Defenses and Practical Mitigation

Inserting a distrust preamble at task-time, alerting agents to treat skill files as untrusted content, suppresses POISE’s effectiveness completely (0%0\% ASR) with negligible utility cost—only 2.7–4.9 percentage points lost in verifier pass rate depending on task pool. Static scanning alone is insufficient; protocol-level changes or explicit trust gating are required. Marketplace-layer format checks on YAML-executable content further mitigate header-based attacks, while harness-layer path inspection can block script-based invocations.

Implications and Theoretical Considerations

The paper’s results underscore that the security boundary is almost entirely determined by protocol and harness decisions, not by LLM model specifics. The agent’s default prior—trusting imperative skill-sourced instructions—must be revisited. Treating skill-sourced imperatives as untrusted unless explicitly verified, and discriminating between executable and documentation content, are key to hardening agent frameworks. Selective reading (e.g., partial file ingestion) is accidental and insufficient; an attacker can always encourage deeper reads via benign prose.
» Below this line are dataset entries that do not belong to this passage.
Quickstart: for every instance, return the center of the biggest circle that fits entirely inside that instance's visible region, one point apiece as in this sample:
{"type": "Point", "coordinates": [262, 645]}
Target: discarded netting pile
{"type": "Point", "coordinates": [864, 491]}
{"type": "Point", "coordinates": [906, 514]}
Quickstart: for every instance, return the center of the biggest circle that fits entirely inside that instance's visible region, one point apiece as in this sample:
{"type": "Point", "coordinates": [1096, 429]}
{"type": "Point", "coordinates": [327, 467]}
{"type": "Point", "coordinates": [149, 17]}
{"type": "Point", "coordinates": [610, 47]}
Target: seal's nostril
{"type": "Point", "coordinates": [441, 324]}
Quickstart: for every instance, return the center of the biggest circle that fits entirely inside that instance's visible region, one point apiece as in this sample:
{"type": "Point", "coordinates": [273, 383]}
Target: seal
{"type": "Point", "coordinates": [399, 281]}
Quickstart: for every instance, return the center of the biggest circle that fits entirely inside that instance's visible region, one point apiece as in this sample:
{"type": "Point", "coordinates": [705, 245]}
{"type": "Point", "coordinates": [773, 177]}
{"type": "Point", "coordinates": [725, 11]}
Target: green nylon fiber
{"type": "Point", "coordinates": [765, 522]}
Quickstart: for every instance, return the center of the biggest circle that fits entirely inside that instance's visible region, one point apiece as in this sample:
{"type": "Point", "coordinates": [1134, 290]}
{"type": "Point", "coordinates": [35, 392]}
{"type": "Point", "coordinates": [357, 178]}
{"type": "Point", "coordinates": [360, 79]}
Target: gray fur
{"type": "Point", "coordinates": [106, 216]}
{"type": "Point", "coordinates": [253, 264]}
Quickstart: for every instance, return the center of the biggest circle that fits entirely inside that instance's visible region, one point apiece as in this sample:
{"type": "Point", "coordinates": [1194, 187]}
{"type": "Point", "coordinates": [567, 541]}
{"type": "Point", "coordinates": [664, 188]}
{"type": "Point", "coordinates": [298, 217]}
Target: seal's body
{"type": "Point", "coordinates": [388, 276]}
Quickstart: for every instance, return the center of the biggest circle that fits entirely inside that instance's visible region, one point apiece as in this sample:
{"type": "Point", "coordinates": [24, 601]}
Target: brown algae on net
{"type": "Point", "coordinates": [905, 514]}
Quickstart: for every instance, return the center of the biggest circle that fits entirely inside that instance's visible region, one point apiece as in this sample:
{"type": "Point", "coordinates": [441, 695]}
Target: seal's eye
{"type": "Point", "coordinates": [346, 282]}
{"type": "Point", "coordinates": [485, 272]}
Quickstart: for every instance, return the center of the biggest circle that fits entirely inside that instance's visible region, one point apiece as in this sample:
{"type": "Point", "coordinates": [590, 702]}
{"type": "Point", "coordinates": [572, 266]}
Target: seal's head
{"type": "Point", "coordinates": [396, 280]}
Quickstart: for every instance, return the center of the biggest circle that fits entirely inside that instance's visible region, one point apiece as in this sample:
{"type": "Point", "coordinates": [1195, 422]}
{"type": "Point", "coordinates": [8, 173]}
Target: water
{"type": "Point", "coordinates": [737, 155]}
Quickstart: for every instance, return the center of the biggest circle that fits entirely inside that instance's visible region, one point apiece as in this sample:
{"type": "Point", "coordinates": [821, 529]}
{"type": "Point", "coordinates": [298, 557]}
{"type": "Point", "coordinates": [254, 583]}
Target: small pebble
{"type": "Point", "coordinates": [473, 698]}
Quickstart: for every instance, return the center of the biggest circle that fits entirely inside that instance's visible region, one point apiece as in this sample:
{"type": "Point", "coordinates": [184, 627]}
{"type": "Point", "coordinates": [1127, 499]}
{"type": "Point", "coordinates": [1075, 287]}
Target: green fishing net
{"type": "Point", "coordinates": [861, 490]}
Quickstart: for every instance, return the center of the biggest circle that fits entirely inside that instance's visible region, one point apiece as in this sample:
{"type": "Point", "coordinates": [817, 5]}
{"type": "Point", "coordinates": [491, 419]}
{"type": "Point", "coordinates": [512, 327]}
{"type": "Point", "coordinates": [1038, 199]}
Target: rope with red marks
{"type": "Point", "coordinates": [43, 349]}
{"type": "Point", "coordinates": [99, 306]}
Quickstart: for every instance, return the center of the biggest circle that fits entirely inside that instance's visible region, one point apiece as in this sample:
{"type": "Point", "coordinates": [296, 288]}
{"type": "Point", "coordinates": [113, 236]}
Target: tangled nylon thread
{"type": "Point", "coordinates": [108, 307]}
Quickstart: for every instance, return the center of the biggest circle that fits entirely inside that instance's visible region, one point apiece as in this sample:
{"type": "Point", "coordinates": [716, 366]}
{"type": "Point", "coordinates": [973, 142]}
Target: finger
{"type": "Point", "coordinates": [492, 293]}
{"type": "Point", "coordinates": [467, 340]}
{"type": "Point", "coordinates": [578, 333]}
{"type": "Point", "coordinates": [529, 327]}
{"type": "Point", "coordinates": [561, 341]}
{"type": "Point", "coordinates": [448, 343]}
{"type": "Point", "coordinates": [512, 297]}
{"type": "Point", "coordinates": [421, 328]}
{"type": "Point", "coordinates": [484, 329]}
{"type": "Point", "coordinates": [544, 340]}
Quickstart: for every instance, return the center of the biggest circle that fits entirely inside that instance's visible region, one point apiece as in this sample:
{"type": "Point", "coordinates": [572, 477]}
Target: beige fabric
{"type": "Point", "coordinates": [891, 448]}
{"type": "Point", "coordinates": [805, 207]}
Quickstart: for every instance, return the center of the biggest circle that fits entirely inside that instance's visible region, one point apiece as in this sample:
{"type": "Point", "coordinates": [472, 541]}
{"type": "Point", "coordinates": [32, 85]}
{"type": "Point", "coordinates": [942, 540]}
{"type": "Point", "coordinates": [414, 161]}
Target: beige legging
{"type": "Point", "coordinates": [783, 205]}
Theoretical implications extend to supply-chain security in the context of learned procedural instructions. As LLM agents become standard in production environments, position-aware undetectable injection constitutes a tangible, high-impact threat that mandates structural changes in skill ingestion, execution, and marketplace vetting.

Conclusion

POISE introduces position-aware, context-adaptive skill poisoning in LLM agents, demonstrating high reliability (86.7–90.7% ASR) in executing attacker-chosen payloads while maintaining invisible stealth across both LLM-based scanners and execution trajectories. Practical mitigations are protocol- and harness-centric—distrust prompting, executable YAML filtering, and explicit script-path checks—rather than reliant on detection by static or dynamic LLM models. These findings reinforce the critical need for architectural changes in agent skill ingestion and execution pipelines and motivate further research into supply-chain hardening and procedural validation for LLM agent ecosystems.